Search code examples
mysqlperformancedatabase-optimization

Optimize A Messy Query


So I have this unholy query, and need to clean it up, as it takes ~2 minutes to execute. I can't change any table structure, but I can split it up into sub queries in loops, etc. I'm using C++ and MySQL.

Basically tag(s) are selected, and any user who has a union with the tag must then be selected by the query.

Here is the query, with 123 being a CSV tag id list of length >= 1, and the josh@test.com being a CSV email list of emails to ignore, of length >= 0. I know this is asking a lot, but any advice would be greatly appreciated.

SELECT user_id,user_primaryemail,USER_EMAIL_IS_VALID
FROM users
WHERE ( ( user_id IN ( SELECT union_target_id
                       FROM systemtag_union
                       WHERE union_systemtag_id IN ( '123' )
                         && union_type = 'User'
                       GROUP BY union_target_id
                       HAVING COUNT(DISTINCT union_systemtag_id) = 0) ) )
  && user_primaryemail NOT IN ( 'josh@test.com' )
  && USER_EMAIL_IS_VALID != 'No'
GROUP BY user_primaryemail

Rough table structure:

users
-----
user_id
user_primaryemail
user_email_is_valid

systemtags
-----
systemtag_id

systemtag_union
-----
union_systemtag_id (corresponds to systemtags.systemtag_id)
union_target_id (corresponds, in this case, to users.user_id)
union_type (the type of the union, irrelevant in this case)

EDIT: Here is the result of EXPLAIN, as a CSV:

"id","select_type","table","type","possible_keys","key","key_len","ref","rows","Extra"
1,"PRIMARY","users","ALL","user_email","","","",9104,"Using where; Using temporary; Using filesort"
2,"DEPENDENT SUBQUERY","systemtag_union","index","union_systemtag_id,union_type","union_target_id","4","",8,"Using where"

Solution

  • So what I ended up doing was twofold.

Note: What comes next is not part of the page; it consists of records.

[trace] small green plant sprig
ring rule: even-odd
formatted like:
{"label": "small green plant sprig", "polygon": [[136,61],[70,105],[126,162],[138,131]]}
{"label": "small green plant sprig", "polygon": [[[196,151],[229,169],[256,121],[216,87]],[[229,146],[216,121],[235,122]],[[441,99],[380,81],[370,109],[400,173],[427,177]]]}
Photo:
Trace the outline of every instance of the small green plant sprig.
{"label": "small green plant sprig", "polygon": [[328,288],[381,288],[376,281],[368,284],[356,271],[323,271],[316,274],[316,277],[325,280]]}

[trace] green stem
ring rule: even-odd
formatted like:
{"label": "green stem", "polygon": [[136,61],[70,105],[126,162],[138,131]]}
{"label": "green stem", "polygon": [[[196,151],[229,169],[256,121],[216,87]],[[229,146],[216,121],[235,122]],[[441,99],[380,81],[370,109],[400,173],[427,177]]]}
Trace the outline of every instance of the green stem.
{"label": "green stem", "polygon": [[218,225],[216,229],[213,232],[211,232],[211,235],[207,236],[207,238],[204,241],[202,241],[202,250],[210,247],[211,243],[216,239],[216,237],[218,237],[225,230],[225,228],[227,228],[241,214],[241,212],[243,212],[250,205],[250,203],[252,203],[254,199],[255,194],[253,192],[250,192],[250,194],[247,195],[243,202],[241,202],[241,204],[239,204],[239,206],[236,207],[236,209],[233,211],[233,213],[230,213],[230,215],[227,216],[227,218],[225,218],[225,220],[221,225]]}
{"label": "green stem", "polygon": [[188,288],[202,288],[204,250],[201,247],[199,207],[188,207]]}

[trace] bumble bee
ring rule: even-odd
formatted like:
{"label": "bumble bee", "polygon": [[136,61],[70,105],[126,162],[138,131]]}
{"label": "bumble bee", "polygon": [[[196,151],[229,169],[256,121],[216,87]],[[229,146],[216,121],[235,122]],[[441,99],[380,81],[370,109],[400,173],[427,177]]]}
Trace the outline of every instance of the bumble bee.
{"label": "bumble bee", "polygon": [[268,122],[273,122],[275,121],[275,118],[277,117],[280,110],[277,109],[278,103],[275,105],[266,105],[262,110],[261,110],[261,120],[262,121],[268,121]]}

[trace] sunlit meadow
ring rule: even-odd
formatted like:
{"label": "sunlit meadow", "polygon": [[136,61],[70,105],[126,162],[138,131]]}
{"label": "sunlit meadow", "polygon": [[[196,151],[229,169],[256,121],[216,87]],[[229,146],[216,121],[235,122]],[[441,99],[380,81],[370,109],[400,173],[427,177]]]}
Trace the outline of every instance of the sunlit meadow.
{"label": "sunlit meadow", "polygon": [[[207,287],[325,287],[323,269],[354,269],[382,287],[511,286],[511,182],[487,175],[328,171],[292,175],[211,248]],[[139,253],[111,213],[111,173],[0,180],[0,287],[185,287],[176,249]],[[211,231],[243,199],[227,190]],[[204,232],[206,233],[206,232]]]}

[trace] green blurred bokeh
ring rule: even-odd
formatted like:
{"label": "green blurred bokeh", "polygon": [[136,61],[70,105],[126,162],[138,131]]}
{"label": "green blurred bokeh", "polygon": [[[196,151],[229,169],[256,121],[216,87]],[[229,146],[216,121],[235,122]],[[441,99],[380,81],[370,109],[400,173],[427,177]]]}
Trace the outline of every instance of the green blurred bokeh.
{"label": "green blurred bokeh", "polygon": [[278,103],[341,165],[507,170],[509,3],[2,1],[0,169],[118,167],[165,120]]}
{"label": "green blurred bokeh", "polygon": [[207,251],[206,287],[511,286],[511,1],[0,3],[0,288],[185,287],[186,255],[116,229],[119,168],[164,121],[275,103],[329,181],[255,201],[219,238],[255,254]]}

I added indexes and reoptimized my tables, which helped a bit, then I completely extracted the systemtag subquery, and stored it in a variable, which I then plugged into the bigger query. Even though the subquery only took .2 seconds, it must have been executing for each iteration of the 20k user database. Thanks so much to all of you, your guidance was indispensable.